Jerry Pournelle missed the mark by not predicting that the Deep Blue computer would defeat world chess champion Garry Kasparov, but he did present this frightening prognostication – for writers, anyway.
“A computer will win the (John W.) Campbell (Jr.) and (L. Ron) Hubbard Awards.”
Tim Powers had an interesting take that is wrong on every count.
“Probate and copyright law will be entirely restructured by 2012 because people will be frozen at death, and there will be electronic means of consulting them. Many attorneys will specialize in advocacy for the dead.”
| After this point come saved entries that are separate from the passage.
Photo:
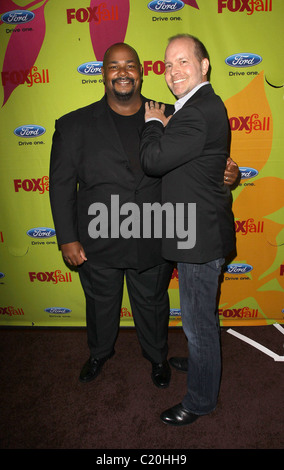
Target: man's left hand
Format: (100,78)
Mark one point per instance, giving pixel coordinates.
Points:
(154,110)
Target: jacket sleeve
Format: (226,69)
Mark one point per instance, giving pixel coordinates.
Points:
(63,186)
(164,149)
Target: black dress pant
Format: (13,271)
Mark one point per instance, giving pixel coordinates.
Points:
(148,295)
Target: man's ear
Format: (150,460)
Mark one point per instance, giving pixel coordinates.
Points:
(205,66)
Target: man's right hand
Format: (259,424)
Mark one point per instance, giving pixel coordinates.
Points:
(73,253)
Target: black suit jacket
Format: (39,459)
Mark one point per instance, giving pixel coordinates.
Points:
(89,165)
(190,154)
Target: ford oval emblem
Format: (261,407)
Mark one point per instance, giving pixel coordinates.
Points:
(57,310)
(243,60)
(238,268)
(90,68)
(247,172)
(17,16)
(29,131)
(41,232)
(165,6)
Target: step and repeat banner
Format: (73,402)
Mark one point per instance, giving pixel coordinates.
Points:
(50,55)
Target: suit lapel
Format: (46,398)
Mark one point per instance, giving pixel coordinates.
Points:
(105,125)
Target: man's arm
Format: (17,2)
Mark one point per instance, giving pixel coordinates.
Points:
(63,197)
(154,110)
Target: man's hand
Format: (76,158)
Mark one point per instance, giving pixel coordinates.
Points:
(73,253)
(154,110)
(231,172)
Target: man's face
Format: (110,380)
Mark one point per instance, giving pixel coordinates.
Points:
(183,69)
(122,74)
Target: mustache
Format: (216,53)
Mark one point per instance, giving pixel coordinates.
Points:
(122,79)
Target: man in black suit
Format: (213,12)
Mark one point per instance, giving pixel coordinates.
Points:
(95,164)
(189,151)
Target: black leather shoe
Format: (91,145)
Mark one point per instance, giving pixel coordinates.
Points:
(161,374)
(178,416)
(92,368)
(179,363)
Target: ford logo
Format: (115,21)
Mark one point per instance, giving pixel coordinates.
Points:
(90,68)
(29,131)
(165,6)
(243,60)
(17,16)
(247,172)
(57,310)
(238,268)
(41,232)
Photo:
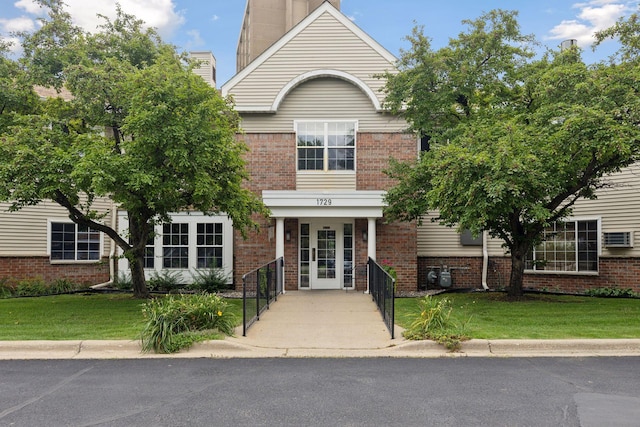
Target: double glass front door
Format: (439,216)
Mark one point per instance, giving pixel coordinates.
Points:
(326,255)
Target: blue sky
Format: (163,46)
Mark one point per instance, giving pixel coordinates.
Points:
(215,24)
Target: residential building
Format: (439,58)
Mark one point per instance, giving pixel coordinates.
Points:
(319,140)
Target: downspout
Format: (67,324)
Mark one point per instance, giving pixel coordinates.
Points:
(112,256)
(485,260)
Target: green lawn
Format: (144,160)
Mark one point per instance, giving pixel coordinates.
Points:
(76,317)
(488,315)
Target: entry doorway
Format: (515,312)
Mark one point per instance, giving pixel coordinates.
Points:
(326,254)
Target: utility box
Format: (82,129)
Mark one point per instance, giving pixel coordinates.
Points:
(444,279)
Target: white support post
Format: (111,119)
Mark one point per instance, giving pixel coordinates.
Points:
(371,243)
(280,242)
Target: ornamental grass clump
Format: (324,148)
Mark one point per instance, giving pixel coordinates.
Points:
(435,323)
(175,322)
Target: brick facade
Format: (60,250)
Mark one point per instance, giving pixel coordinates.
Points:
(620,273)
(14,269)
(271,162)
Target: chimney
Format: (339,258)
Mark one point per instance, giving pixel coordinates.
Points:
(207,67)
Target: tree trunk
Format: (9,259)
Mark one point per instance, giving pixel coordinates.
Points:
(138,235)
(137,277)
(518,256)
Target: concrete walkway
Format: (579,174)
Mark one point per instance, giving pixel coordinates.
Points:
(321,320)
(321,324)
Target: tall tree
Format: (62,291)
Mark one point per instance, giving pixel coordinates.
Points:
(141,128)
(515,141)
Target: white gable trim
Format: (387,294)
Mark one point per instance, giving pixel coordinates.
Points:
(326,7)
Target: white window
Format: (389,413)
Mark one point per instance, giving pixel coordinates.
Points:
(326,146)
(568,246)
(69,241)
(191,242)
(175,245)
(209,245)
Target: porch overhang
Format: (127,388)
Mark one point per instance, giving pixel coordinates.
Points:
(324,204)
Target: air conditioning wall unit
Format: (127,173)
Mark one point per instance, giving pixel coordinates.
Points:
(618,239)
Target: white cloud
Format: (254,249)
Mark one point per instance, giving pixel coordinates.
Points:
(30,7)
(593,16)
(160,14)
(16,24)
(14,44)
(195,40)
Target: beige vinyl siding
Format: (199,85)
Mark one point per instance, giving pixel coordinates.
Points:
(437,240)
(324,99)
(24,233)
(618,207)
(324,44)
(325,181)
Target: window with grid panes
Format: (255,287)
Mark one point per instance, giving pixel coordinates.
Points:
(72,242)
(326,146)
(175,245)
(209,245)
(567,246)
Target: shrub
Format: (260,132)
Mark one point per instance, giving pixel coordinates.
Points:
(211,280)
(31,288)
(166,281)
(612,292)
(6,290)
(435,323)
(176,322)
(62,286)
(123,282)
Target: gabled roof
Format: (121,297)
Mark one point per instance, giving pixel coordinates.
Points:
(325,8)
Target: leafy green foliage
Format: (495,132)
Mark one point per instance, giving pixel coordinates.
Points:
(165,281)
(211,280)
(515,142)
(176,322)
(140,128)
(612,292)
(435,323)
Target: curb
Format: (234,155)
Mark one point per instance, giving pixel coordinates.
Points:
(226,349)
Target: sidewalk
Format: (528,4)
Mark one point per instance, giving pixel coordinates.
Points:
(321,324)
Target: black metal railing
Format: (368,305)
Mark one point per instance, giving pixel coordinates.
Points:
(382,289)
(260,288)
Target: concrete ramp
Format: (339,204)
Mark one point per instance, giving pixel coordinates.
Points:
(327,320)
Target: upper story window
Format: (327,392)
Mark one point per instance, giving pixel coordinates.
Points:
(326,146)
(568,246)
(73,242)
(175,245)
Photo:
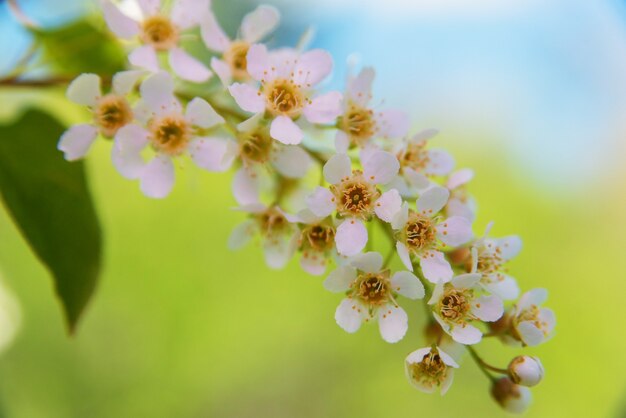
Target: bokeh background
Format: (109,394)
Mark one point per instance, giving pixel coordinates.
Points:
(531,94)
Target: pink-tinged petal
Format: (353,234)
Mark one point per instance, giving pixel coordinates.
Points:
(157,177)
(454,231)
(388,205)
(351,237)
(292,161)
(370,262)
(120,24)
(466,280)
(126,151)
(258,60)
(125,81)
(247,97)
(459,178)
(340,279)
(488,308)
(212,154)
(407,284)
(222,70)
(242,234)
(324,109)
(321,202)
(212,34)
(84,90)
(466,334)
(77,140)
(360,87)
(145,57)
(189,13)
(338,167)
(349,315)
(200,113)
(312,67)
(187,67)
(433,200)
(259,23)
(285,130)
(435,267)
(245,188)
(381,167)
(149,7)
(440,163)
(392,123)
(405,256)
(393,323)
(342,142)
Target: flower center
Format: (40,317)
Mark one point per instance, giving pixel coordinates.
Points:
(455,305)
(318,237)
(236,57)
(355,196)
(419,232)
(112,113)
(359,123)
(170,134)
(160,32)
(255,146)
(373,289)
(284,97)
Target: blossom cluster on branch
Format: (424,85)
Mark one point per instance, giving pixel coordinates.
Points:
(268,116)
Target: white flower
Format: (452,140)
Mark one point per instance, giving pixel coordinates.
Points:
(511,397)
(360,123)
(531,324)
(371,295)
(316,241)
(461,203)
(233,63)
(171,132)
(421,233)
(526,370)
(457,303)
(430,368)
(110,112)
(418,163)
(355,196)
(285,91)
(489,256)
(159,31)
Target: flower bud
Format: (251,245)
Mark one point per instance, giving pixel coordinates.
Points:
(511,397)
(526,370)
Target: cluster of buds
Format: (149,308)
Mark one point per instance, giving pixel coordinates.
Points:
(267,117)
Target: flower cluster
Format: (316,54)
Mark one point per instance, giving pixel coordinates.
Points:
(267,115)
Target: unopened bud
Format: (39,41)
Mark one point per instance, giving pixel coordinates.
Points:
(511,397)
(526,370)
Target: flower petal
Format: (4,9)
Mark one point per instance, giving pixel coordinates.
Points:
(351,237)
(157,177)
(388,205)
(340,279)
(407,284)
(324,109)
(77,140)
(381,167)
(187,67)
(85,90)
(259,23)
(337,168)
(393,323)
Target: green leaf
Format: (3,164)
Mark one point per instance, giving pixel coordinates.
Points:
(80,47)
(50,202)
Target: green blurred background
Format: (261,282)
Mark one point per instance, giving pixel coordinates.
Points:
(181,327)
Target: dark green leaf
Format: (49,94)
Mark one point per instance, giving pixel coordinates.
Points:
(50,203)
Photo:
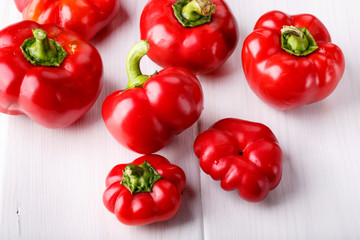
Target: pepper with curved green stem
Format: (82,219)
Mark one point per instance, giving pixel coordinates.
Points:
(289,60)
(145,191)
(45,73)
(199,35)
(152,109)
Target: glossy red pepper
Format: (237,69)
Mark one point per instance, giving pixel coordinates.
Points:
(54,78)
(289,61)
(145,191)
(152,109)
(196,34)
(244,155)
(84,17)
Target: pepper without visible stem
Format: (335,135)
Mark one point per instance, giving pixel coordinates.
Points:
(40,50)
(194,12)
(136,78)
(140,178)
(297,41)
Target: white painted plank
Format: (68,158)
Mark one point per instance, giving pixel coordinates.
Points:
(52,181)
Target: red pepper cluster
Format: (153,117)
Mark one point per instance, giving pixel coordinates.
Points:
(288,61)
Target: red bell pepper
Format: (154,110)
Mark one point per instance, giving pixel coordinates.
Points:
(189,33)
(153,108)
(289,61)
(47,73)
(84,17)
(145,191)
(243,155)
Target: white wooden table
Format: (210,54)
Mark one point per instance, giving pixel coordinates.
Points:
(51,181)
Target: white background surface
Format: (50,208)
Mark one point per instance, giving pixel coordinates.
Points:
(51,181)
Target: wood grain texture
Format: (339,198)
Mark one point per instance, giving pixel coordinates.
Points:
(52,181)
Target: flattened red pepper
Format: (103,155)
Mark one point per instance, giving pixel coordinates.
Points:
(244,155)
(86,17)
(48,73)
(289,61)
(145,191)
(152,109)
(189,33)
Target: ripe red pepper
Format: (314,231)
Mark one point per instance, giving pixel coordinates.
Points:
(289,61)
(47,73)
(153,108)
(84,17)
(145,191)
(243,155)
(189,33)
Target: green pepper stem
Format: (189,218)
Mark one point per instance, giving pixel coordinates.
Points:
(136,78)
(40,50)
(197,8)
(140,178)
(192,13)
(297,41)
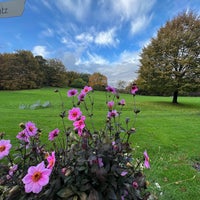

However, Russian media magnate Dmitry Itskov is attempting to make Powers' prediction a reality by 2045 with the "Avatar" Project.
A particularly interesting prediction comes from Frederik Pohl.
“(Y)ou live in a world at peace. Something like the World Court, as an arm of something like the United Nations, resolves international disputes, and has the power to enforce its decisions. For that reason, you live in a world almost without weaponry; and, because you therefore do not have to bear the crippling financial burden of paying for military establishments and hardware, all of you enjoy and average standard of living about equal to a contemporary millionaire's. Your health is generally superb. Your life expectancy is not much less than a century. The most unpleasant and debilitating jobs (heavy industry, mining, large-scale farming) are given over to machines; most work performed by human beings is in some sense creative. The exploration of space is picking up speed, both by manned colonization and robot probes, and by vast orbiting telescopes and other instruments. Deforestation, desertification and the destruction of arable land has been halted and even reversed. Pollution is controlled, and all the winds and the waters of the Earth are sweet again.”
Pohl goes on to call this an extremely improbable outcome, but he argues that if anyone is reading his predictions, that’s what happened. What’s interesting here is that some of what Pohl predicted did, to one degree or another, come to pass. Life expectancy is longer, standards of living did rise, robots are becoming more common in industry and agriculture, and the Hubble telescope and its successors are orbiting as you read this.
However, the collapse of the Soviet Union, which even the CIA missed predicting, made the whole U.N. running the world to avoid nuclear war thing moot. Meanwhile, the current situation in Syria and the ineffectiveness of the U.N. in dealing with it only illustrates how far off the mark he was in predicting a world at peace.
A prediction by Gene Wolfe sounds very familiar to any film-goer.
“Sports and televised dramas are the only commonly available recreations. The dramas are performed by computer-generated images indistinguishable (on screen) from living people. Scenery is provided by the same method. Although science fiction and fantasy characterize the majority of these dramas, they are not so identified.”
While we still have plenty of activities to partake in other than plonking ourselves down in front of the TV, – with technology even providing new ways to enjoy old ones – CGI characters, ubiquitous use of green screen and stories that are sci-fi, but not called that have all come to pass.
But of all the predictions, Gregory Benford’s is probably the most apt.
“I will be old, but not dead. Come by to see me, and bring a bottle.”
Benford is still alive and continues to write. He has a new novel coming out later this year, with more to follow.